É o segundo mês consecutivo em que a bandeira vermelha em seu segundo patamar. Em maio também foi acionada a bandeira vermelha, mas no patamar um. Nos meses anteriores, de janeiro a abril, vigorou bandeira amarela.

De acordo com a Aneel, a manutenção da bandeira se deve à baixa quantidade de água que chegou aos reservatórios das hidrelétricas em junho, “entre as mais críticas do histórico”.

Atualmente, os consumidores pagam uma taxa adicional de R$ 6,243 a cada 100 quilowatts-hora (kWh) consumidos, mas esse valor deve ser bem mais alto a partir do próximo mês. Alguns especialistas apontam a necessidade de a taxa ser elevada a, pelo menos, R$ 10 a cada 100 kWh, um aumento de 60%.

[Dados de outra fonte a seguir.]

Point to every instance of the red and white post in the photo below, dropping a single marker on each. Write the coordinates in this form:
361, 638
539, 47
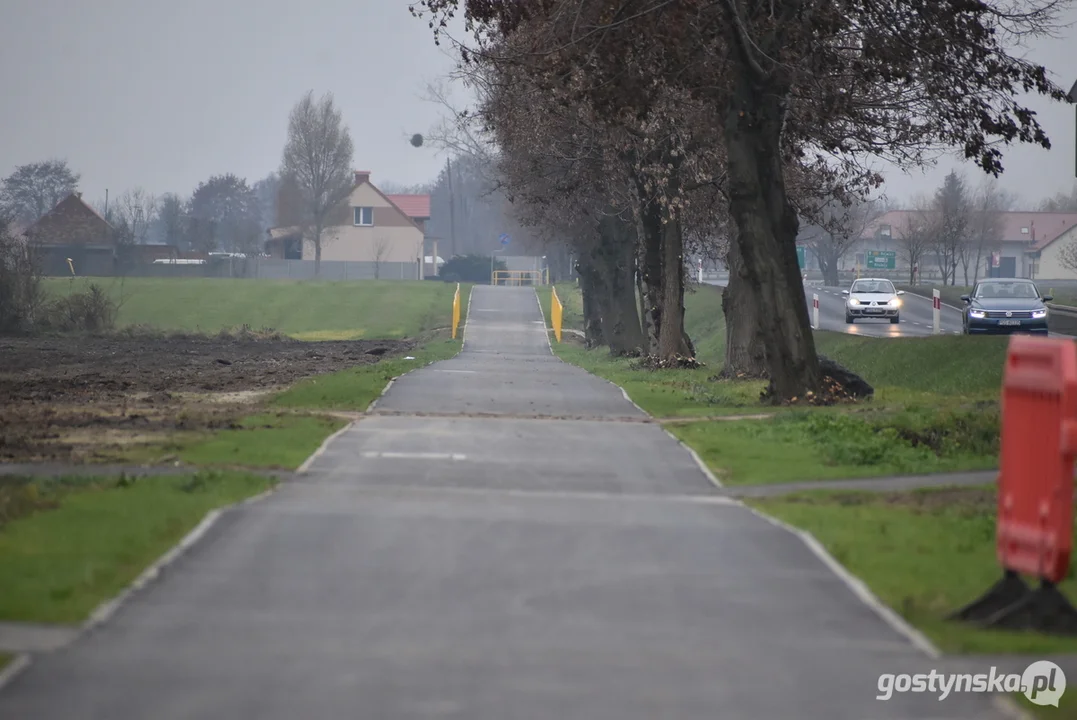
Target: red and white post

 A proposta apresentada ainda em março previa um aumento de 21% na bandeira vermelha patamar dois, que passaria a R$ 7,571 a cada 100 kWh. Mas a agência já assume que será necessário um reajuste maior. A avaliação é que esse percentual não é suficiente para cobrir os custos da compra das usinas termelétricas, necessárias para garantir o abastecimento em meio à pior crise hídrica dos últimos 91 anos.